Certainly, had we not gone into Iraq, and those pesky chemicals from Saddam that showed up in the UN this past few weeks were applied elsewhere in the States, GWB would have had hell to pay for doing nothing... just as his predecessors did nothing. What if all that material moved out of the country in convoys were still in the hands of an intact Saddam dictatorship? Do we have any assurance none of that would be in the hands of a still alive Zarqawi - a Jordanian resident of Iraq since the late 1990s?

Or perhaps you're one of those who believe the convoys were filled with the palace patio furniture...

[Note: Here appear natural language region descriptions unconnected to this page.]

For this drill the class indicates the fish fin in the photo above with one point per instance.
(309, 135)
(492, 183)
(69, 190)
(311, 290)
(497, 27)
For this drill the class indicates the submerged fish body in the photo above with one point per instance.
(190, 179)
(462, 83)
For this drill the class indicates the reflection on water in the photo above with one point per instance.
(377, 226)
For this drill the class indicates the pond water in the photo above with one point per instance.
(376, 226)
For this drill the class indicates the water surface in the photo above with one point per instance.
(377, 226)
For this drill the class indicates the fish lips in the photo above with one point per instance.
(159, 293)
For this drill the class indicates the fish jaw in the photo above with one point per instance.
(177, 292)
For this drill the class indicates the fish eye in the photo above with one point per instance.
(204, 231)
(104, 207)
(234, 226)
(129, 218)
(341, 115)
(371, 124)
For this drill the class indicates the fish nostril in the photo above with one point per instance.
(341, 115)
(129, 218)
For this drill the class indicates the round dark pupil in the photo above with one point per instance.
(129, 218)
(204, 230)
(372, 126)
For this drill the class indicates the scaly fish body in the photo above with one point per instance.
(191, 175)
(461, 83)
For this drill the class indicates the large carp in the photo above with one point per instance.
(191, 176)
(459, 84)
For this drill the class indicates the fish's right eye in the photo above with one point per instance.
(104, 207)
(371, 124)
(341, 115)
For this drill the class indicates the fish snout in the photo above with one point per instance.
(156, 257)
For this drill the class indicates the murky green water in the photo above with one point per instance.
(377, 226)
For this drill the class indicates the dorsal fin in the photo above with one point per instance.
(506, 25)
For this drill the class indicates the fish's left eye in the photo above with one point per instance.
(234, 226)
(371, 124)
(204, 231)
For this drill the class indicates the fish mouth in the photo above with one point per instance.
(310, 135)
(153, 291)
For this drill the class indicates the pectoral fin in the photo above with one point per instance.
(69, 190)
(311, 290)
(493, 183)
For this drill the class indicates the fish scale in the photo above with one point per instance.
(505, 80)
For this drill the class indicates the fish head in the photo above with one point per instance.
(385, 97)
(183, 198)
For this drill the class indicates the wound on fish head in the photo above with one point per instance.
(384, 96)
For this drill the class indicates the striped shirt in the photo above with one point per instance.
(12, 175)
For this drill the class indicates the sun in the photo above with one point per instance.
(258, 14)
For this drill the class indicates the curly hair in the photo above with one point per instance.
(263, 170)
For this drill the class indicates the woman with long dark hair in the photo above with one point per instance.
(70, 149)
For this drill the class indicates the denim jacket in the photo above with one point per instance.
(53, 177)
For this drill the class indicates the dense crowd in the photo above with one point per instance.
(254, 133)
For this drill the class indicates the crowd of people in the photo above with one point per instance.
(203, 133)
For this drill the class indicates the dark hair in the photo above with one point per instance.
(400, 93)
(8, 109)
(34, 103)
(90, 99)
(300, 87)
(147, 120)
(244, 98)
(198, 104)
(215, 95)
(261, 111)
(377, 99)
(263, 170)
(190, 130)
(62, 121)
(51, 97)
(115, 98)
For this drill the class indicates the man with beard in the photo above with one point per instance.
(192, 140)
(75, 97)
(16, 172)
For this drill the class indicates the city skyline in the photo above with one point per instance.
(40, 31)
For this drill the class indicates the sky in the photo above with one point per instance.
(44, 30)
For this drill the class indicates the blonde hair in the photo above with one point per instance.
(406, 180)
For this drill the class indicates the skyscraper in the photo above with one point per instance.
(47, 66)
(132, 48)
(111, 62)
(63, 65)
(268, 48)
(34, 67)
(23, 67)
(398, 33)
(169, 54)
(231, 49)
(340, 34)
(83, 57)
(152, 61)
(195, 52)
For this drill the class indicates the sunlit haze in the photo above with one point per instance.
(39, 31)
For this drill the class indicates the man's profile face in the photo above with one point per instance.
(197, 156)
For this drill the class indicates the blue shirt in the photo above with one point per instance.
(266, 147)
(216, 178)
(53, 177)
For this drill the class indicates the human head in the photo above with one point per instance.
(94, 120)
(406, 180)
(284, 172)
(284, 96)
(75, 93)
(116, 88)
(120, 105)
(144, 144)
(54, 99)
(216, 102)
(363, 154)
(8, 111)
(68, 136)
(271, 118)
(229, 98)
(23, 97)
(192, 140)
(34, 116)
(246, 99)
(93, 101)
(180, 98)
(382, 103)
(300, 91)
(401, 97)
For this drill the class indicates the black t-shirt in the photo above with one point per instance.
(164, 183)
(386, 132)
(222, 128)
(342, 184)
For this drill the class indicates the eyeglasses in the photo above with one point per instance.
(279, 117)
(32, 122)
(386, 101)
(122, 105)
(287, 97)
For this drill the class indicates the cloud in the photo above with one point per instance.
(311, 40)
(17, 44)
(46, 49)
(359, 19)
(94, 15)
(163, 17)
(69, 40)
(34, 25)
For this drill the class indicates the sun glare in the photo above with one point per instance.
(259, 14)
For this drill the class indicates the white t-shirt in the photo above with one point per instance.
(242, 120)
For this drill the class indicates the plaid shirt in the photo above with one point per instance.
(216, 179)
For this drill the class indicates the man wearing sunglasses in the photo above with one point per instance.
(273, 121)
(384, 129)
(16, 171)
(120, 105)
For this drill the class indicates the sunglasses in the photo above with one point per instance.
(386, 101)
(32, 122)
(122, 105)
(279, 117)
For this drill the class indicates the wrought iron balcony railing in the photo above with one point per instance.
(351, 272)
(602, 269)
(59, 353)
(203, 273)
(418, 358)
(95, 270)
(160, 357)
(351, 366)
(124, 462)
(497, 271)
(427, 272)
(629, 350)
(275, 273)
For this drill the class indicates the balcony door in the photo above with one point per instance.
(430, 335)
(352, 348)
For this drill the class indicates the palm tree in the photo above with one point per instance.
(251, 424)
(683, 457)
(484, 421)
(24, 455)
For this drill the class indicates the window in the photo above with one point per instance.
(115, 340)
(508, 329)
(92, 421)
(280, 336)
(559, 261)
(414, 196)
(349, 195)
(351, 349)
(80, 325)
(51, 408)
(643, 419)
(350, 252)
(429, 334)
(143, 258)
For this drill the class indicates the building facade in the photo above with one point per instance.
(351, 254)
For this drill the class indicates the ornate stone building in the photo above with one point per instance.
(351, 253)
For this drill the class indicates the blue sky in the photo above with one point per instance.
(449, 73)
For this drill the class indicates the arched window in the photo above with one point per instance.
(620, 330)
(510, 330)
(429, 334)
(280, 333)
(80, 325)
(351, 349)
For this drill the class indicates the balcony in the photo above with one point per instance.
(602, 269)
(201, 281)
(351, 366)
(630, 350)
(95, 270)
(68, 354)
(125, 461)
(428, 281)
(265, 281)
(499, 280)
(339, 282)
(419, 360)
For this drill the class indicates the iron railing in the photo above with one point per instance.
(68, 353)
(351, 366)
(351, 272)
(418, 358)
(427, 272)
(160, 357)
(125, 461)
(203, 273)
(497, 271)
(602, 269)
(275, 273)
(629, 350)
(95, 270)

But guessing the what ifs is neither here nor there. To answer Lob Ball Chris Matthews and Olbermann (who's occasionally amusing, but really should have stuck with sportscasting), we'll never really know if we're safer because we're in Iraq. But we sure as hell know we won't be safer if we leave. And that's the point the duo tried to sing loud and clear to a disrespectful, pompous Congress.

More from WJS

As Mr. Crocker notes, these developments "are neither measured in benchmarks nor visible to those far from Baghdad." It's a point that seems to have been missed by Democrats on the Senate Armed Services and Foreign Relations Committees, as well as by such Republicans as John Warner and Dick Lugar. Their collective view seems to be that Iraq is a lost cause because the government of Prime Minister Nouri al-Maliki has failed to achieve "national reconciliation," on the grounds that a series of legislative benchmarks have still not been met.

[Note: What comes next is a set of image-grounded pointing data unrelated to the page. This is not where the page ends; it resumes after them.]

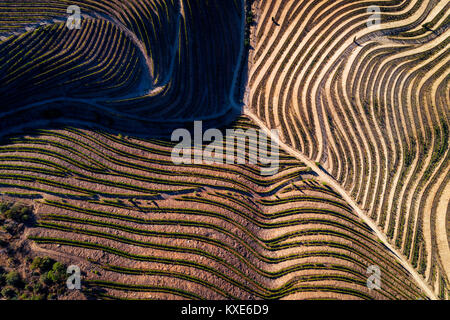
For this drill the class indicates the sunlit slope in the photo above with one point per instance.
(371, 104)
(152, 229)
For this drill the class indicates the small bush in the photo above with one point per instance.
(9, 292)
(13, 279)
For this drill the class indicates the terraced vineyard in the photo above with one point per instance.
(207, 232)
(362, 111)
(371, 104)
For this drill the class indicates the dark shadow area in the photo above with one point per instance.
(200, 86)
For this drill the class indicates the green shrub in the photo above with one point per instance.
(13, 279)
(46, 278)
(9, 292)
(42, 264)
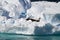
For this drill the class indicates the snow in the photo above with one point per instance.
(13, 15)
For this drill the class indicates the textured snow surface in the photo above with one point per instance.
(13, 15)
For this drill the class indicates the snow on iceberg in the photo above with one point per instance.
(13, 15)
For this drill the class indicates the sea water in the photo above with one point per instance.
(22, 37)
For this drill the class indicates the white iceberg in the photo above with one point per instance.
(13, 15)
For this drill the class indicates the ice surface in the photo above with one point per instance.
(13, 15)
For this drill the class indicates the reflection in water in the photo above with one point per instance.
(21, 37)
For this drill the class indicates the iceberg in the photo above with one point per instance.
(13, 15)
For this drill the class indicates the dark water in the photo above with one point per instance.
(22, 37)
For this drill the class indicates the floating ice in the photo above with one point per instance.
(13, 15)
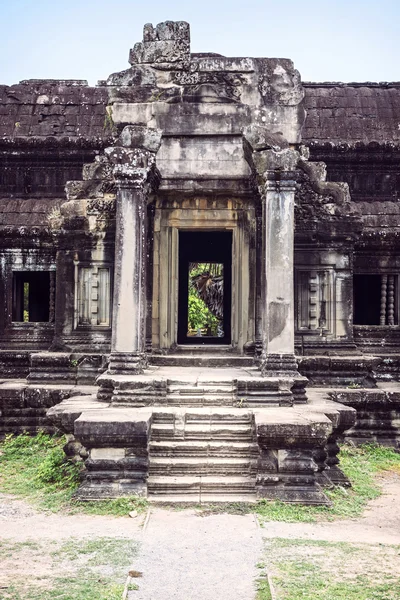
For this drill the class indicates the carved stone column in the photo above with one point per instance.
(129, 305)
(135, 175)
(278, 327)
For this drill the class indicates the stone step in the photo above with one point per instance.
(194, 485)
(201, 448)
(201, 360)
(201, 466)
(204, 415)
(202, 498)
(209, 388)
(202, 431)
(191, 400)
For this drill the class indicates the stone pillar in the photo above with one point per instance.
(129, 305)
(278, 325)
(135, 175)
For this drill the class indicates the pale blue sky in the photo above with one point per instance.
(328, 40)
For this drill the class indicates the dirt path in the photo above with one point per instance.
(185, 555)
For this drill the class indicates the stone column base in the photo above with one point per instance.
(284, 367)
(273, 365)
(127, 363)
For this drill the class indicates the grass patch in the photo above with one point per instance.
(361, 465)
(313, 570)
(35, 468)
(89, 569)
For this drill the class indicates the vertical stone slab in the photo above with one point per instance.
(129, 309)
(279, 294)
(135, 175)
(64, 300)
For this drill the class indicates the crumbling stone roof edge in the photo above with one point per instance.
(341, 84)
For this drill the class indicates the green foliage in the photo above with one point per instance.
(263, 589)
(332, 571)
(199, 316)
(36, 468)
(119, 507)
(360, 464)
(75, 569)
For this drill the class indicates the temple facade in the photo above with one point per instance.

We don't know anyone who opposes "national reconciliation," though perhaps only on Capitol Hill would it be measured by the quantity of legislation passed rather than the quality of life for ordinary Iraqis. (In the U.S., these measures tend to be inversely correlated.) Yet "reconciliation" isn't something that precedes basic security. It follows from it.



Perfectly put. No progress until reconciliation, but reconciliation follows security. And Iraqis' progress to reconciliation is not measured by approved legislation. By the very standards Congress wishes to apply, the US Congress itself is an abject failure.

And speaking of the failures of the US Congress... Hand in hand with WSJ's assessment of the political circus that passed for a hearing yesterday is
Tony Blankley's overview of the "War on Terror". You know what that is... that battle we must wage for survival that liberals and naysayers classify as a "bumper sticker"?

Fact is, we cannot neatly separate Iraq from this so called non existant war - Iraq, where radical Islam terrorists dash about, inciting riots between sects in order to wage the larger political, media and diplomatic battle against the West. Iraq, where most disciples of Bin Laden and ilk converge to wage jihad.

The battle is larger, and Tony Blankley slaps the truth right in our faces...

If we in the United States can't agree on the nature and magnitude of the threat, we aren't likely to agree on the means of protecting ourselves from it. Until a majority can be convinced that we face real danger from radical Islam, virulent political strife in Washington will continue to delay the design and implementation of an effective, united national defense.



The entire op-ed by Mr. Blankley is stellar... including a global view of the enemy we face. How convenient it is as a liberal election campaign talking point to address only Bin Laden and Afghanistan/Pakistan as the enemy battlefield. But it's a far cry from reality.